Preserving Disagreement: Architectural Heterogeneity and Coherence Validation in Multi-Agent Policy Simulation
Using different LLMs for different values cut consensus by 25% in policy tests.
A new arXiv paper by Ariel Sela introduces the AI Council, a three-phase deliberation framework designed to combat artificial consensus in multi-agent LLM policy simulations. The study runs 120 deliberations across two policy scenarios—child welfare and housing—and tests two key interventions. First, architectural heterogeneity, where each value perspective is assigned a different 7-9B parameter model, significantly reduces first-choice concentration compared to a homogeneous baseline: from 70.9% to 46.1% in child welfare (p < 0.001, r = 0.58) and 46.0% to 22.9% in housing (p < 0.001, r = 0.50). This contrasts with accuracy-oriented multi-agent debate, where model diversity does not reduce convergence, suggesting that diversity operates differently when there is no objectively correct answer.
Second, coherence validation—using a frontier model to check if each evaluator's reasoning aligns with its assigned values—reveals a fidelity-diversity tradeoff.
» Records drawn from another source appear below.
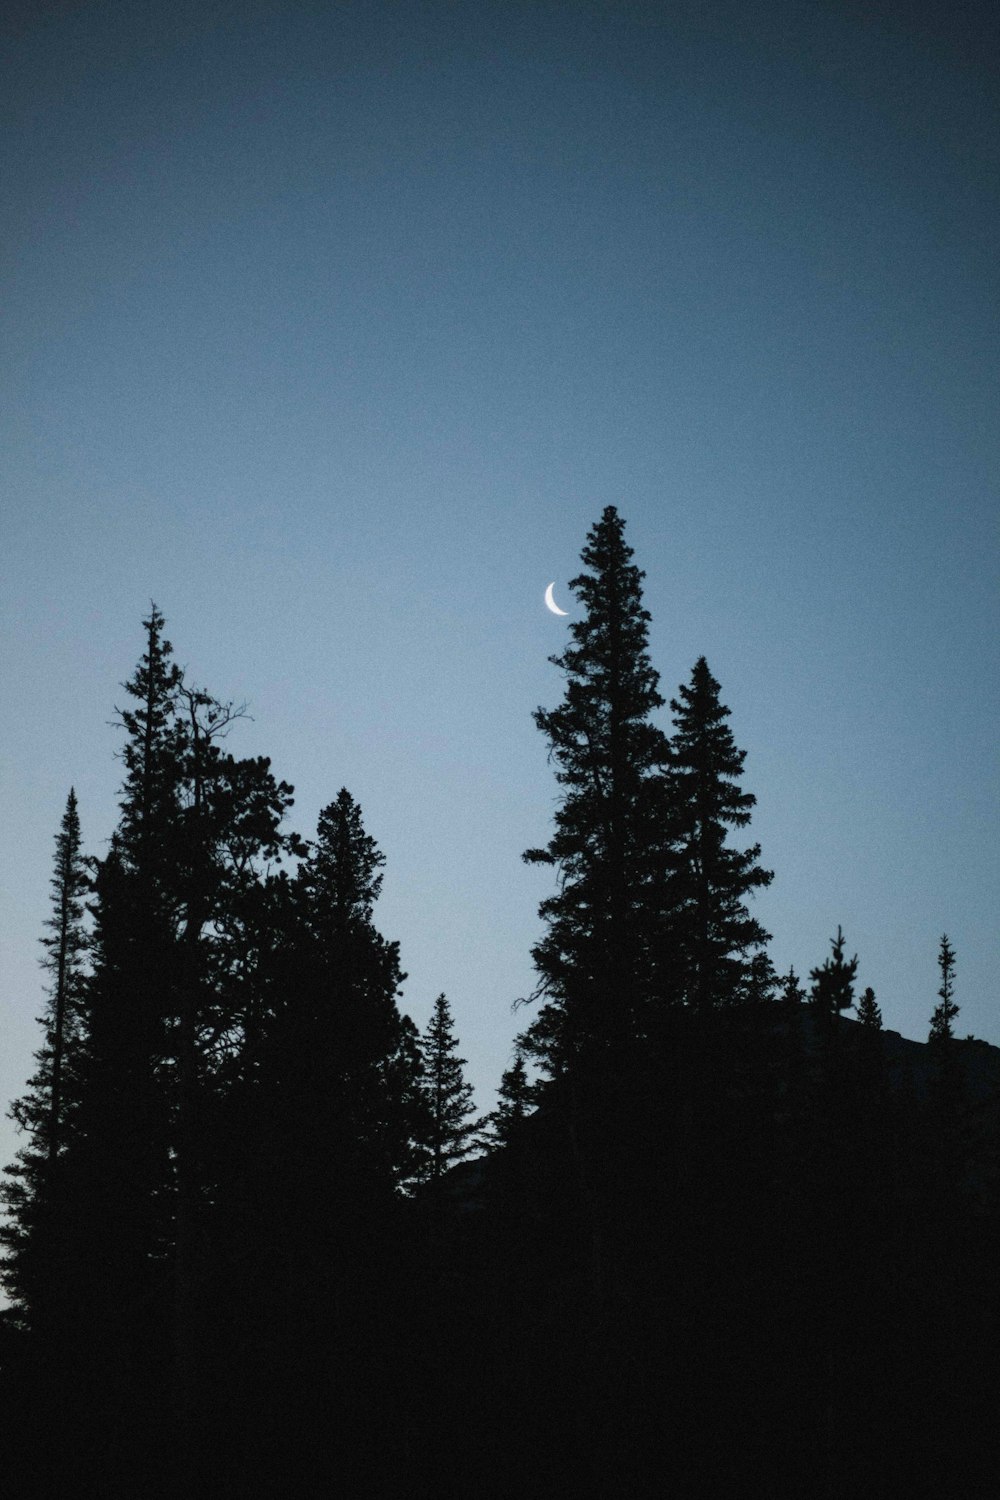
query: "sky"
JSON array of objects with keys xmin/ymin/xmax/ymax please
[{"xmin": 3, "ymin": 0, "xmax": 998, "ymax": 1161}]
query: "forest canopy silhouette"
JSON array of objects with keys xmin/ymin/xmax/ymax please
[{"xmin": 2, "ymin": 508, "xmax": 997, "ymax": 1498}]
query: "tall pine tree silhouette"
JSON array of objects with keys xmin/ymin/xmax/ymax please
[
  {"xmin": 40, "ymin": 790, "xmax": 89, "ymax": 1170},
  {"xmin": 856, "ymin": 987, "xmax": 882, "ymax": 1030},
  {"xmin": 1, "ymin": 790, "xmax": 89, "ymax": 1325},
  {"xmin": 809, "ymin": 926, "xmax": 858, "ymax": 1036},
  {"xmin": 521, "ymin": 506, "xmax": 673, "ymax": 1079},
  {"xmin": 80, "ymin": 607, "xmax": 185, "ymax": 1316},
  {"xmin": 665, "ymin": 656, "xmax": 773, "ymax": 1010},
  {"xmin": 928, "ymin": 934, "xmax": 958, "ymax": 1046},
  {"xmin": 928, "ymin": 933, "xmax": 961, "ymax": 1118},
  {"xmin": 420, "ymin": 994, "xmax": 480, "ymax": 1183},
  {"xmin": 291, "ymin": 787, "xmax": 421, "ymax": 1192},
  {"xmin": 28, "ymin": 609, "xmax": 300, "ymax": 1485},
  {"xmin": 210, "ymin": 786, "xmax": 425, "ymax": 1484},
  {"xmin": 486, "ymin": 1049, "xmax": 536, "ymax": 1150},
  {"xmin": 225, "ymin": 787, "xmax": 418, "ymax": 1295}
]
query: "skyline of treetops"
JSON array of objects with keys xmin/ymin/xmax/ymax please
[
  {"xmin": 1, "ymin": 506, "xmax": 995, "ymax": 1495},
  {"xmin": 3, "ymin": 510, "xmax": 981, "ymax": 1349},
  {"xmin": 3, "ymin": 508, "xmax": 983, "ymax": 1189},
  {"xmin": 4, "ymin": 508, "xmax": 978, "ymax": 1184}
]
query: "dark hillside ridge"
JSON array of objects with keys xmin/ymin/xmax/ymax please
[
  {"xmin": 802, "ymin": 1008, "xmax": 1000, "ymax": 1100},
  {"xmin": 447, "ymin": 1007, "xmax": 1000, "ymax": 1198},
  {"xmin": 421, "ymin": 1008, "xmax": 1000, "ymax": 1499}
]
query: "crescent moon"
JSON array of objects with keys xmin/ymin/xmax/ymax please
[{"xmin": 544, "ymin": 582, "xmax": 569, "ymax": 617}]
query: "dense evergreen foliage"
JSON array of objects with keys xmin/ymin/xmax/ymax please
[
  {"xmin": 666, "ymin": 655, "xmax": 774, "ymax": 1009},
  {"xmin": 1, "ymin": 790, "xmax": 88, "ymax": 1324},
  {"xmin": 857, "ymin": 984, "xmax": 883, "ymax": 1030},
  {"xmin": 419, "ymin": 994, "xmax": 480, "ymax": 1182},
  {"xmin": 809, "ymin": 923, "xmax": 859, "ymax": 1032},
  {"xmin": 930, "ymin": 932, "xmax": 959, "ymax": 1045},
  {"xmin": 521, "ymin": 505, "xmax": 674, "ymax": 1075},
  {"xmin": 485, "ymin": 1047, "xmax": 536, "ymax": 1150},
  {"xmin": 2, "ymin": 518, "xmax": 997, "ymax": 1498}
]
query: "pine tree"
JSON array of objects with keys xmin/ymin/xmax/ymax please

On the child welfare scenario (with a dominant option), coherence validation further reduces concentration from 46.1% to 40.8% (p = 0.004). However, on the housing scenario (with genuinely competitive options), it increases concentration from 22.9% to 26.6% (p = 0.96) by amplifying high-coherence evaluators who cluster on one option. The paper also reports negative results from three failed Delphi designs, shows that 8B models exhibit binary rather than graded responses to counter-arguments, and proposes the trustworthy tension rate as a diagnostic measure for small-model deliberation capabilities.
- Architectural heterogeneity (different 7-9B models per value) cut first-choice concentration by 25-50% in 120 policy deliberations.
- Coherence validation reduced diversity in balanced scenarios (22.9% to 26.6%) but helped in dominant-option scenarios (46.1% to 40.8%).
- 8B models showed binary responses to counter-arguments, limiting nuanced deliberation in smaller systems.
Why It Matters
This framework could make AI policy simulations more realistic, avoiding false consensus in public opinion modeling.